Saturday, July 11, 2020

“di Sini” dan “Sekarang” yang Kita Miliki

Tidak ada seorangpun di dunia ini yang hidup tanpa masalah, karena sejatinya hidup itu sendiri merupakan sebuah masalah. Bahkan setelah kematianpun kita akan mendapatkan masalah di alam sana. Saat seseorang mampu menyelesaikan masalah yang dihadapinya, maka dia akan mendapatkan ketenangan dan kebahagiaan setelahnya. Dan sebaliknya, ketika seseorang tidak mampu menyelesaikan masalah yang dihadapinya, maka dia akan mendapatkan kegelisahan dan ketegangan atau kesusahan setelahnya.

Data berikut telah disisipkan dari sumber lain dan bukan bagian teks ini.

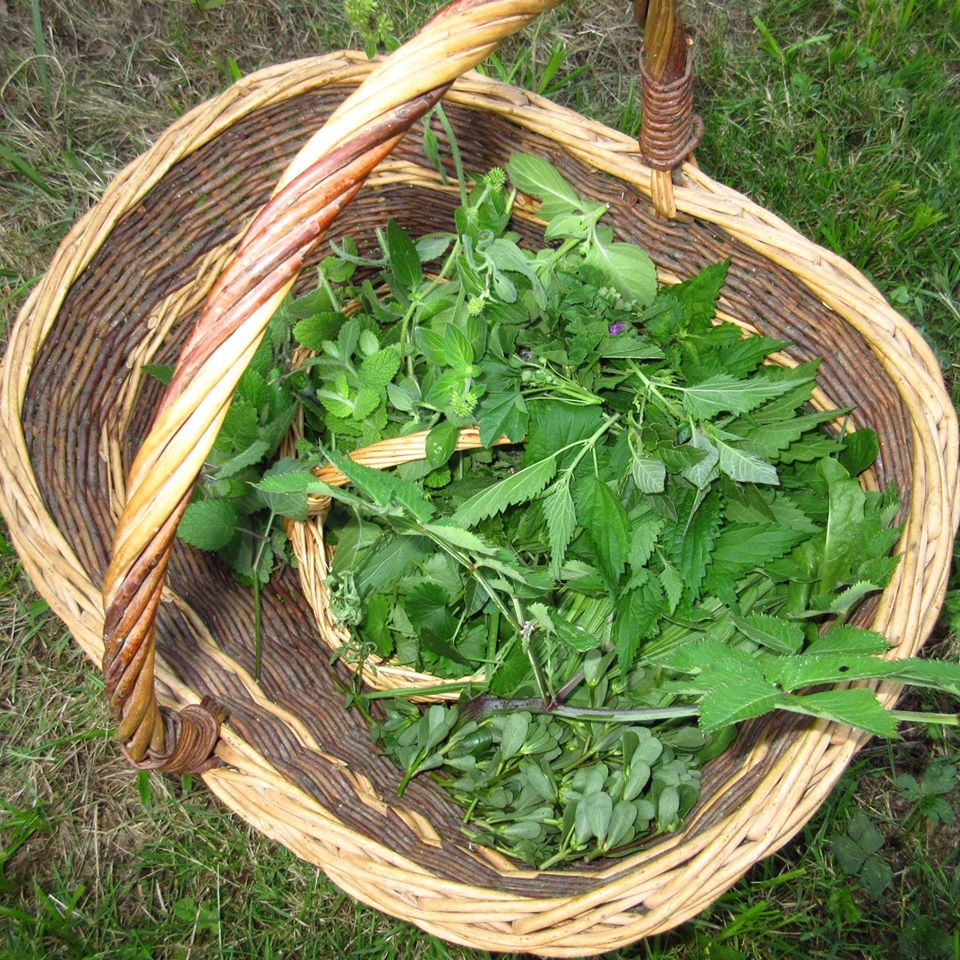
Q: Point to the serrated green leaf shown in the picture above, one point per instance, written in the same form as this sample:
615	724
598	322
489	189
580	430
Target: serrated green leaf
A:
284	487
403	256
698	295
312	331
792	673
700	474
637	616
538	178
649	475
208	524
561	517
776	634
745	467
502	414
643	538
522	486
722	393
855	706
732	703
380	368
603	517
698	542
843	639
458	537
430	344
253	454
860	449
672	585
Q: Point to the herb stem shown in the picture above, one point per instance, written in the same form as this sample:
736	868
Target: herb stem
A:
257	608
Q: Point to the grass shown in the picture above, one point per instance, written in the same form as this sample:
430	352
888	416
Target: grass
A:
842	117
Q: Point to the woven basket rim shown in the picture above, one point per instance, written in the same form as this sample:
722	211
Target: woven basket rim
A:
249	785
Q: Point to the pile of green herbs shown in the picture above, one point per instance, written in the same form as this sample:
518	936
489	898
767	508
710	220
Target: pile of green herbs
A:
657	539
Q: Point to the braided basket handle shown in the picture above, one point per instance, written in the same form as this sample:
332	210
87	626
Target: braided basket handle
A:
319	182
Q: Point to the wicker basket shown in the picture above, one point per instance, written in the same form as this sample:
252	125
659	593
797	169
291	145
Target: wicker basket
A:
172	627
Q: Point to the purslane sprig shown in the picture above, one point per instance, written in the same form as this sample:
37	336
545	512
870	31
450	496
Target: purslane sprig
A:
658	539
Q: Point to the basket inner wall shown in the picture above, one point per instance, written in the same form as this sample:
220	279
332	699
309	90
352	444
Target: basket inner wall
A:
74	397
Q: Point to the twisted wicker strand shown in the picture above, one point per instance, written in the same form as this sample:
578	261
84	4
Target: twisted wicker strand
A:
320	181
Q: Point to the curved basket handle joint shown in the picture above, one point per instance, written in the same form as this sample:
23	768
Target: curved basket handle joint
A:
319	182
670	131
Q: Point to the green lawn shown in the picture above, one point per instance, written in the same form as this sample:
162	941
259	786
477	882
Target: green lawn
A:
841	116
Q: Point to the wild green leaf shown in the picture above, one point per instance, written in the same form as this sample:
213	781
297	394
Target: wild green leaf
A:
561	517
698	295
404	259
723	393
855	706
378	369
607	526
522	486
776	634
735	702
208	524
538	178
744	466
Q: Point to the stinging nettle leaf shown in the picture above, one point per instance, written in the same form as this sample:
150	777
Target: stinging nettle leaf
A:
208	524
723	393
649	475
561	517
607	527
776	634
745	467
628	268
522	486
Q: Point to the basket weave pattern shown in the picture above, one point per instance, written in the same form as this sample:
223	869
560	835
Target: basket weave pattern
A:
125	289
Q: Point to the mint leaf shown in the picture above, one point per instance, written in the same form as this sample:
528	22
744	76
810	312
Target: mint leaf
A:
561	517
380	368
524	485
538	178
208	524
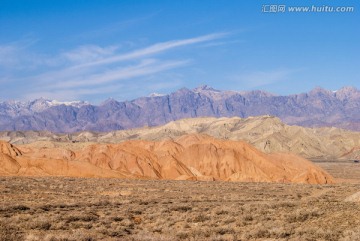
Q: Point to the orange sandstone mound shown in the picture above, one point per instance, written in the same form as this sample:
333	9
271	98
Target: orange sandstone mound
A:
189	157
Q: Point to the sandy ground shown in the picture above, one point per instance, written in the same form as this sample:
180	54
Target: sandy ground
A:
113	209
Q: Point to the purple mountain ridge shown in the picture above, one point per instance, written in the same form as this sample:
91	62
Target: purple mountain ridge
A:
317	108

Namun perlu kita ketahui bersama, bahwa syarat kebahagiaan itu bukanlah tentang menyelesaikan masalah. Akan tetapi, syarat kebahagiaan sejati yaitu tentang besarnya rasa syukur kita terhadap apa yang kita alami, semakin kita bersyukur, semakin tenang dan bahagia hidup kita. Hal ini berarti kita tidak perlu menunggu kebahagiaan untuk bersyukur, namun kita musti bersyukur untuk mendapatkan kebahagiaan.

Jadi walaupun kita sedang berada di tengah-tengah masalah yang pelik, dan masalah itu tidak kunjung terselesaikan, kita bisa mendapatkan kebahagiaan dengan syukur yang menghiasi langkah kita. Bersyukurlah atas apapun yang kita alami, maka kita akan bahagia dan tenang. Karena kebahagiaan bukanlah kesempatan untuk kita besyukur, tapi kesyukuran itulah kesempatan kita untuk bahagia.

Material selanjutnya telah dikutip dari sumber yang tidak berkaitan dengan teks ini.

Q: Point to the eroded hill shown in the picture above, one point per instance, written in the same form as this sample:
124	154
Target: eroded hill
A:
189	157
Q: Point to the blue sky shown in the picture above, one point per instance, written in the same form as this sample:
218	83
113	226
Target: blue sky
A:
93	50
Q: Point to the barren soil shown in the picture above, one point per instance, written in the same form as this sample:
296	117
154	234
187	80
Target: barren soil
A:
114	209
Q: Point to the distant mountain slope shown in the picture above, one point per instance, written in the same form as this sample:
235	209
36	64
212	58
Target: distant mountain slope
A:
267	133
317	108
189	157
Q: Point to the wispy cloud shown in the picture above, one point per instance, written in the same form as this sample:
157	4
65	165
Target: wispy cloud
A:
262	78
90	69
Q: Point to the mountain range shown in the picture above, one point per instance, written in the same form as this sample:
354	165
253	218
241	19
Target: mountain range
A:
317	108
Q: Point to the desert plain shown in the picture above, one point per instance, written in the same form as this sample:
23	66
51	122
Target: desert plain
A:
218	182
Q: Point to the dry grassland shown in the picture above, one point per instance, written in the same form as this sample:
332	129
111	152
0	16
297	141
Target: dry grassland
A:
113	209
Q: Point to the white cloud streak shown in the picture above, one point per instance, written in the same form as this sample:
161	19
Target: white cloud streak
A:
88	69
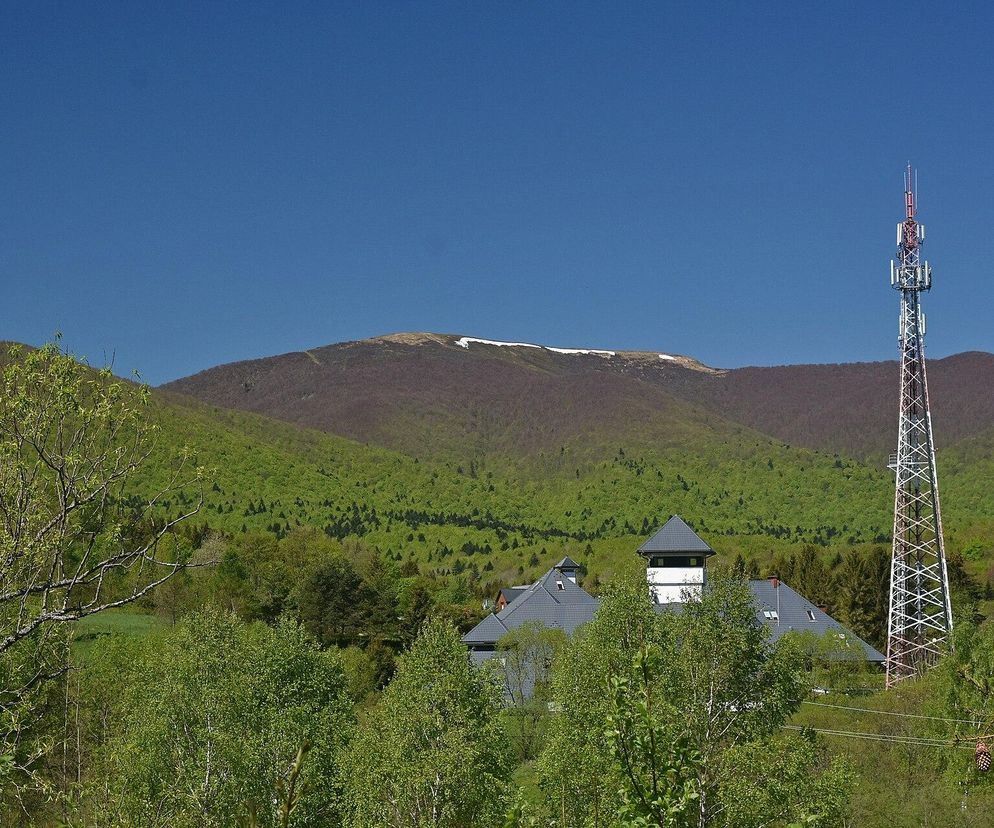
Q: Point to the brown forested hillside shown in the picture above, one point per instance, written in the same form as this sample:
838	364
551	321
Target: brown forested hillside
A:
426	394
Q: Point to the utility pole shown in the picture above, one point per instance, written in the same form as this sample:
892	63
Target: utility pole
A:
920	622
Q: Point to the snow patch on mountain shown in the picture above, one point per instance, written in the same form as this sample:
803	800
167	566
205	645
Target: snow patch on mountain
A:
464	342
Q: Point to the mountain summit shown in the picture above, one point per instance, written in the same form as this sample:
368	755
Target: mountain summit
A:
429	393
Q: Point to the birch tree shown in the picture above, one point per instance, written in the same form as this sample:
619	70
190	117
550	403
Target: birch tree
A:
74	538
433	752
71	440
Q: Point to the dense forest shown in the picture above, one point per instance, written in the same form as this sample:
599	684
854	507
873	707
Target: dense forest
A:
211	618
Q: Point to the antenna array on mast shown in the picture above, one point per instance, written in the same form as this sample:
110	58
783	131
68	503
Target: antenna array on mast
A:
920	621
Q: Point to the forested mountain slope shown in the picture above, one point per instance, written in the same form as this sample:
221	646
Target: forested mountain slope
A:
431	394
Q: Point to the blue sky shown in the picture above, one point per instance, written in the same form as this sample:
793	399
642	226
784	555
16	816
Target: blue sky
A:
191	184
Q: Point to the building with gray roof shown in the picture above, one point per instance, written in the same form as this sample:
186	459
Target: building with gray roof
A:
557	602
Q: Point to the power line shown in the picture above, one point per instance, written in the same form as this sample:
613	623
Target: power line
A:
916	741
889	713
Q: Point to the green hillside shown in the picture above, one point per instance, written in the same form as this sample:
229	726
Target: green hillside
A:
744	492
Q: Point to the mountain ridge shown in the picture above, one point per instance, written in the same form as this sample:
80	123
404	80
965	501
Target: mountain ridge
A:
421	392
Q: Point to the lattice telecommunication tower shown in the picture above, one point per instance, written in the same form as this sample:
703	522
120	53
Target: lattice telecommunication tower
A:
920	623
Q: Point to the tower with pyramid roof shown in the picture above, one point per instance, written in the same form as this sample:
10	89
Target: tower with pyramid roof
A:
675	562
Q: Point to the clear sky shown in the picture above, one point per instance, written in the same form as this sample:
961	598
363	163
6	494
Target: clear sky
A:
190	184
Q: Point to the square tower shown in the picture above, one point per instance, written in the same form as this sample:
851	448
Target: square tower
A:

Meski begitu, tidak jarang kita mengalami kesulitan untuk bersyukur, lisan kita mungkin mengatakan “Alhamdulillah” namun hati kita masih gelisah dan sesak atas permasalahan yang tidak kunjung terselesaikan. Untuk itu, penulis akan mencoba untuk berbagi cara memaksimalkan syukur kita kepada Tuhan Yang Maha Esa.

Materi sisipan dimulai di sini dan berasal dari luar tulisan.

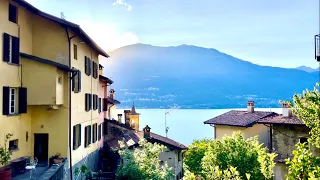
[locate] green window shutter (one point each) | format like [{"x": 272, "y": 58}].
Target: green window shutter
[
  {"x": 22, "y": 107},
  {"x": 5, "y": 100},
  {"x": 6, "y": 47},
  {"x": 15, "y": 50}
]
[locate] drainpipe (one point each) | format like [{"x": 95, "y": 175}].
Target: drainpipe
[{"x": 69, "y": 94}]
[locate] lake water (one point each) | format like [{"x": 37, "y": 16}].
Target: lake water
[{"x": 185, "y": 125}]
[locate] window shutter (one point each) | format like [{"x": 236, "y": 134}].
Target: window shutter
[
  {"x": 5, "y": 100},
  {"x": 79, "y": 81},
  {"x": 99, "y": 105},
  {"x": 105, "y": 104},
  {"x": 90, "y": 101},
  {"x": 86, "y": 136},
  {"x": 89, "y": 140},
  {"x": 15, "y": 50},
  {"x": 74, "y": 137},
  {"x": 22, "y": 100},
  {"x": 86, "y": 65},
  {"x": 89, "y": 67},
  {"x": 79, "y": 138},
  {"x": 73, "y": 85},
  {"x": 6, "y": 48},
  {"x": 87, "y": 101}
]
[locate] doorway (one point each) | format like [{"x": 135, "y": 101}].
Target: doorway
[{"x": 41, "y": 143}]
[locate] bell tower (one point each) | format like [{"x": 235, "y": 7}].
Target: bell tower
[{"x": 134, "y": 118}]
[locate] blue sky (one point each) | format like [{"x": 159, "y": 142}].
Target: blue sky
[{"x": 274, "y": 32}]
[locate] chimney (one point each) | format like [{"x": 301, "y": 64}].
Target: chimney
[
  {"x": 286, "y": 110},
  {"x": 146, "y": 132},
  {"x": 250, "y": 106},
  {"x": 119, "y": 118},
  {"x": 112, "y": 93}
]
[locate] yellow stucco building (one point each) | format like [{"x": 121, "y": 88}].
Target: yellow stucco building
[{"x": 50, "y": 81}]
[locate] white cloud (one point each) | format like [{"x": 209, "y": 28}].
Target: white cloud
[
  {"x": 121, "y": 2},
  {"x": 107, "y": 36}
]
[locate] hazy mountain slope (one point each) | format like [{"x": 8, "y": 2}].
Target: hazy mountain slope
[{"x": 195, "y": 77}]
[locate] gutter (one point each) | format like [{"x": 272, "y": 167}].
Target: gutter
[{"x": 72, "y": 74}]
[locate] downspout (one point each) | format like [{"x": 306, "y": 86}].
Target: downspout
[{"x": 69, "y": 94}]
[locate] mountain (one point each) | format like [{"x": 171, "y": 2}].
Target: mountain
[
  {"x": 195, "y": 77},
  {"x": 308, "y": 69}
]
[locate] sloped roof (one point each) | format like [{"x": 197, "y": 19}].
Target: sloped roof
[
  {"x": 74, "y": 27},
  {"x": 132, "y": 138},
  {"x": 280, "y": 119},
  {"x": 239, "y": 118}
]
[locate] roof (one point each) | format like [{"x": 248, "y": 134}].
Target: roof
[
  {"x": 280, "y": 119},
  {"x": 74, "y": 27},
  {"x": 105, "y": 79},
  {"x": 46, "y": 61},
  {"x": 132, "y": 138},
  {"x": 239, "y": 118},
  {"x": 112, "y": 101}
]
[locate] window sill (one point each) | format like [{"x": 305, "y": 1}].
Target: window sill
[
  {"x": 13, "y": 64},
  {"x": 15, "y": 114}
]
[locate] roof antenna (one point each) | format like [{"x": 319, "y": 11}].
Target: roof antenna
[{"x": 62, "y": 16}]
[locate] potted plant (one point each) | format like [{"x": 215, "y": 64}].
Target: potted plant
[{"x": 5, "y": 153}]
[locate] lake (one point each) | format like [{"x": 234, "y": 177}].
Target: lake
[{"x": 185, "y": 125}]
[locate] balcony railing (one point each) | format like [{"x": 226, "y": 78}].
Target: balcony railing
[{"x": 317, "y": 47}]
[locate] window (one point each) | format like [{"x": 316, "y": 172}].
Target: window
[
  {"x": 95, "y": 102},
  {"x": 14, "y": 100},
  {"x": 95, "y": 70},
  {"x": 88, "y": 100},
  {"x": 303, "y": 140},
  {"x": 76, "y": 82},
  {"x": 99, "y": 132},
  {"x": 59, "y": 80},
  {"x": 87, "y": 136},
  {"x": 94, "y": 133},
  {"x": 11, "y": 49},
  {"x": 13, "y": 145},
  {"x": 76, "y": 136},
  {"x": 13, "y": 13},
  {"x": 75, "y": 52},
  {"x": 88, "y": 65}
]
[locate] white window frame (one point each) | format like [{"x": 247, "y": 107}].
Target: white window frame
[{"x": 14, "y": 100}]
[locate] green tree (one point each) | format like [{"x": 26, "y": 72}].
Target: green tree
[
  {"x": 143, "y": 162},
  {"x": 194, "y": 155},
  {"x": 303, "y": 164},
  {"x": 307, "y": 109},
  {"x": 247, "y": 156}
]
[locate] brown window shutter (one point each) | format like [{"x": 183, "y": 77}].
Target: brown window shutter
[
  {"x": 15, "y": 50},
  {"x": 22, "y": 100},
  {"x": 6, "y": 47}
]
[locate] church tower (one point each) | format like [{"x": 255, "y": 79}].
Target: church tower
[{"x": 134, "y": 118}]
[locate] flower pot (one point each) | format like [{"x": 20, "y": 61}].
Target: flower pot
[{"x": 5, "y": 174}]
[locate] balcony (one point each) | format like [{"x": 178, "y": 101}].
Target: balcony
[{"x": 317, "y": 47}]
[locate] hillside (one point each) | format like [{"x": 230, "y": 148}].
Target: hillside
[{"x": 196, "y": 77}]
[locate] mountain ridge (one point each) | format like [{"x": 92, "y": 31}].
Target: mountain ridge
[{"x": 196, "y": 77}]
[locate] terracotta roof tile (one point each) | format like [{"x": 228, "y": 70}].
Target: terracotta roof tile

Cara yang penulis ajukan itu terdiri dari dua kata, yaitu “di sini” dan “sekarang”. Dua kata itu merupakan gambaran dari eksistensi ruang dan waktu dalam dimensi kehidupan kita, “di sini” untuk ruang dan “sekarang” untuk waktu. Nah, bagaimana dua kata ini bisa memaksimalkan syukur kita? Simak penjelasannya berikut ini:

“Di sini” merupakan sebuah kata yang menunjuk pada tempat yang sedang kita pijaki. Misalkan ketika kita berada di Ruang Tamu, maka “di sini” menunjuk pada ruang tamu, atau saat kita sedang berada di Ruang Makan, maka “di sini” menunjuk pada ruang makan. Lalu apa maknanya? Maknanya adalah kita hidup “di sini” bukan “di sana”, ketika kita berada di rumah, ya hidup kita itu di rumah, bukan di mall, bukan di pasar, bukan di taman atau tempat lainnya. Yang perlu kita lakukan adalah melakukan yang terbaik “di sini”, ketika kita di rumah lihatlah ke sekeliling rumah, siapa yang ada bersama kita? Bagaimana kondisi atau keadaan di rumah kita? Lalu berikan dan lakukanlah yang terbaik kepada orang yang sedang bersama kita di rumah sesuai dengan kondisi atau keadaannya. Misalkan ketika kita di rumah bersama ayah dan ibu dalam keadaan tegang karena perseteruan antara mereka, maka segera lepas pikiran kita tentang tempat selain rumah, kemudian lakukanlah yang terbaik dengan melontarkan senyum kepada mereka berdua dan berbicara secara perlahan untuk menenangkan mereka, dan jangan memihak kepada salah satu di antara mereka. Teruslah lakukan yang terbaik untuk orang-orang yang bersama kita “di sini” dan pahami keadaannya serta lupakan tempat lain, karena yang kita miliki secara mutlak adalah apa yang ada “di sini” bersama mereka ataupun bersama dia, dan ketika kita pergi “dari sini”, mereka akan mengenal kita sebagai orang yang baik. Jadi intinya kita harus memberikan kesan yang baik pada setiap tempat yang sedang kita pijaki, sehingga semakin jauh kita melangkah, semakin banyak pula kebaikan yang kita torehkan. Singkatnya “mengapa kita sibuk memikirkan yang di sana jika kita hidup di sini”.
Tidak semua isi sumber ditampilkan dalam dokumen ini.